Laughter produces happy juices in our brains; the same endorphins quickened by exercise. A good laugh generally puts our pain into a larger perspective. I have decreed (with absolutely no authority) that the root meaning of ‘humour’ is ‘human’ because humour reminds us that we are only human: quite wonderfully and majestically human at times, but at others quaintly comical.

One person’s humour is another person’s seriousness. Years ago, my brother Barry took me to the drive-in theatre to watch James Bond. It was the film where Oddjob decapitates his opponents by throwing his bowler hat like a lethal frisbee. The action may sound quite nasty, but the moment is not shown. Instead, after a big lead-up to the precise moment of violence, the camera cuts to Mr Bond for a quick quip. At least that was the how my brother and I interpreted the cinematic sequences.

You remember the old drive-in movie theatres, where you sat in your car with a speaker pulled in through the window. Quite sealed from a noise point of view, you would think, from other cars. However, my brother has a loud laugh, and he tells me I do too. The people in neighbouring cars asked us to leave the drive-in if we couldn’t be quieter. They were getting angry. It wasn’t funny to them.

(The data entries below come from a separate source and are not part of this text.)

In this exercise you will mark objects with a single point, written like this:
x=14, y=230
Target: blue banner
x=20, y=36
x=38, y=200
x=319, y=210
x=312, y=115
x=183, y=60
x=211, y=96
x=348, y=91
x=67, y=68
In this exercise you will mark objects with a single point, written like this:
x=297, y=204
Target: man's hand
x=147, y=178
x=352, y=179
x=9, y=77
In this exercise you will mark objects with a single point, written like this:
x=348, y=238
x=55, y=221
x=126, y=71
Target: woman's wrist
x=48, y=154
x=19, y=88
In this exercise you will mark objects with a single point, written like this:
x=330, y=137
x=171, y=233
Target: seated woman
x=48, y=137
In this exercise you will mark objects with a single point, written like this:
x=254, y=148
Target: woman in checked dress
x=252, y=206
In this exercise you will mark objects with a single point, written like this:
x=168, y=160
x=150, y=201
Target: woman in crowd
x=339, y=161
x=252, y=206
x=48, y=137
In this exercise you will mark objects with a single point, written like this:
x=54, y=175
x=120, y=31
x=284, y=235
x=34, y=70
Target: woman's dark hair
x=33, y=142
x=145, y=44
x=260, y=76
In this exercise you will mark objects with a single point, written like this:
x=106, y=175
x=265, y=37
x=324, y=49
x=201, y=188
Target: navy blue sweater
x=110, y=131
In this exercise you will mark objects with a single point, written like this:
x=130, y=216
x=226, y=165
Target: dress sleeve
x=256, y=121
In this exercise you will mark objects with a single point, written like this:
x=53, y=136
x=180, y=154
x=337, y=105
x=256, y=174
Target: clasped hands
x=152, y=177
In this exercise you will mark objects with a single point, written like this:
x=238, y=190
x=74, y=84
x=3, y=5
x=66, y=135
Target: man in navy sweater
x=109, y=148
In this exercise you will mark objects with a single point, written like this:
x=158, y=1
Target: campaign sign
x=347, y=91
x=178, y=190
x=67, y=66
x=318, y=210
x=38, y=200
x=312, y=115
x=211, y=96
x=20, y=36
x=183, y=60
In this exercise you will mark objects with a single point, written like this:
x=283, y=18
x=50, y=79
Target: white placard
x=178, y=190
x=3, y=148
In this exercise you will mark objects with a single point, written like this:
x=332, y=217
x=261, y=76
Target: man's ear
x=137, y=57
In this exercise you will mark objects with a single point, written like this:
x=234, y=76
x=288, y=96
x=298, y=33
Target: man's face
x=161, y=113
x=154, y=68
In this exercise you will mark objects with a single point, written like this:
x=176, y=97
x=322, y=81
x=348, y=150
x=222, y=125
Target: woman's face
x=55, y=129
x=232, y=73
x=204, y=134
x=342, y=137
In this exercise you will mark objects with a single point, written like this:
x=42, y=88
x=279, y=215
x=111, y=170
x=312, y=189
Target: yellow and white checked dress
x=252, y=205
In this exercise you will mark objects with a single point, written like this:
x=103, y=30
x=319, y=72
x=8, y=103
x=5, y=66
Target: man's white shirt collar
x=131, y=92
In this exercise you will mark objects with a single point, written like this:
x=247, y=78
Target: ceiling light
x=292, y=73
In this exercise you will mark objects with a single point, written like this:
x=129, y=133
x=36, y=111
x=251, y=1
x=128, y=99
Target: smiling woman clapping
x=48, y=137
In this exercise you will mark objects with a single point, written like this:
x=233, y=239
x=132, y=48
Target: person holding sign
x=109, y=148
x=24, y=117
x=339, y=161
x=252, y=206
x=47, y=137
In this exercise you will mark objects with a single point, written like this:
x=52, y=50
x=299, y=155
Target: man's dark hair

For the rest of that evening, Barry and I suppressed our interpretation of James Bond, but to this day, we think we are right. But imagine the people in the cars nearby: they still think their interpretation is better.

Well, all you can do is laugh about differences like that.

I count my sense of humour as a blessing. I enjoy word-play. On dark days, I try to remember to get down from the shelf my copy of the Penguin Book of Nonsense Verse. You might like to work out your emergency remedy before your next dark day.

I enjoy satire, especially political satire. For me, the politicians’ pomposity deserves to be pricked by the weapon of sharp words. But satire may not hit your mark. You might prefer a comedy of manners like the movie Notting Hill, or the gentle humorous prose of novelist Alexander McCall Smith.

I watch one or two weekly comedy shows on TV. I prefer to choose only one or two. They are funnier for being looked forward to.

Some people rerun favourite films. I have seen The Gods Must be Crazy at least twice. That’s a 100% increase on my repeat viewings of any other movie.

Foster a humorous way of looking at the world. Humour can be a strong ally for you as it goes into battle against its twin enemies, depression and pain. For instance, just for the fun of it, turn some of your dramas into melodramas. Today, I was finding getting out of the car seat a little tricky. As I slowly lifted my feet out of the car onto the ground, then slowly twisted my body to follow, I really felt ancient and decrepit. So I put on a silly, quavery, “old man” voice. “Not many people of 105 can drive a car as well as I do,” I muttered. I hasten to add that I’m not 105! Yet.

Sometimes I make “over the top” comparisons. When I see the posture I’m pushed into some days by my painful spine, I compare my beauty to that of the leaning tower of Pisa. My sense of humour doesn’t have to make other people laugh. I just need a chuckle myself.

The old rhyme says,

“In spite of her sniffle,

Isobel’s chiffle.”

I try to emulate Isobel, and keep gurgling cheerfully.